Joorabchian foi à Argentina em busca de pesos pesados; Shnaider preferiu a Itália

A Midland investe pesado na competição, a exemplo da MSI, embora de maneira um tanto distinta. Joorabchian saiu contratando pesos pesados do futebol argentino, como Tevez, Sebá, Mascherano e Passarella. Na F-1, as soluções são menos imediatistas.
Shnaider optou pela Itália. Contratou o conceituado estúdio Dallara para conceber e construir o carro que a equipe utilizará em 2006, quando já terá assumido o nome Midland. 'Esta é uma temporada de transição, nossa verdadeira força começará a aparecer no ano que vem', diz o russo. 'O Corinthians será bem mais forte na segunda metade do ano, quando todos os jogadores novos estiverem já adaptados e o time estruturado', vem afirmando o iraniano, até para justificar um pouco também a falta de resultados no Campeonato Paulista. Vale dizer que Shnaider também não conseguirá muito na temporada de estréia no Mundial.

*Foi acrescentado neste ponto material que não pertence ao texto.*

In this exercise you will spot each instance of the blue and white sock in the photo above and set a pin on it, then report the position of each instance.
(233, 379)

Em 23 de janeiro Shnaider assinou o documento que tornou o grupo Midland o novo proprietário da Jordan. Exatamente dois meses antes, em 23 de novembro, a MSI passou a administrar o futebol do Corinthians, ainda que muitos digam que, a exemplo da Midland em relação à Jordan, a MSI tornou-se a dona do clube. Shnaider tem seus hobbies e gosta de ostentálos. 'Tenho uma coleção de carros: Maybach, McLaren F1, dois modelos Ferrari...' Joorabchian, por sua vez, ama os cavalos - tem uma importante criação na Inglaterra.
Para completar as semelhanças, os dois personagens nasceram em um país, emigraram para outro - Shnaider foi da Rússia para o Irã e Joorabchian, do Irã para a Inglaterra -, e depois rumaram para uma terceira nação, onde ganharam nacionalidade comum: canadense. Se, eventualmente, se encontrarem em Interlagos no dia 24 de setembro, no GP Brasil, poderão até descobrir que já se conheciam. E, se não for o caso, vão rir bastante da semelhança entre uma e outra trajetória de sucesso. Por enquanto, restrita ao campo pessoal.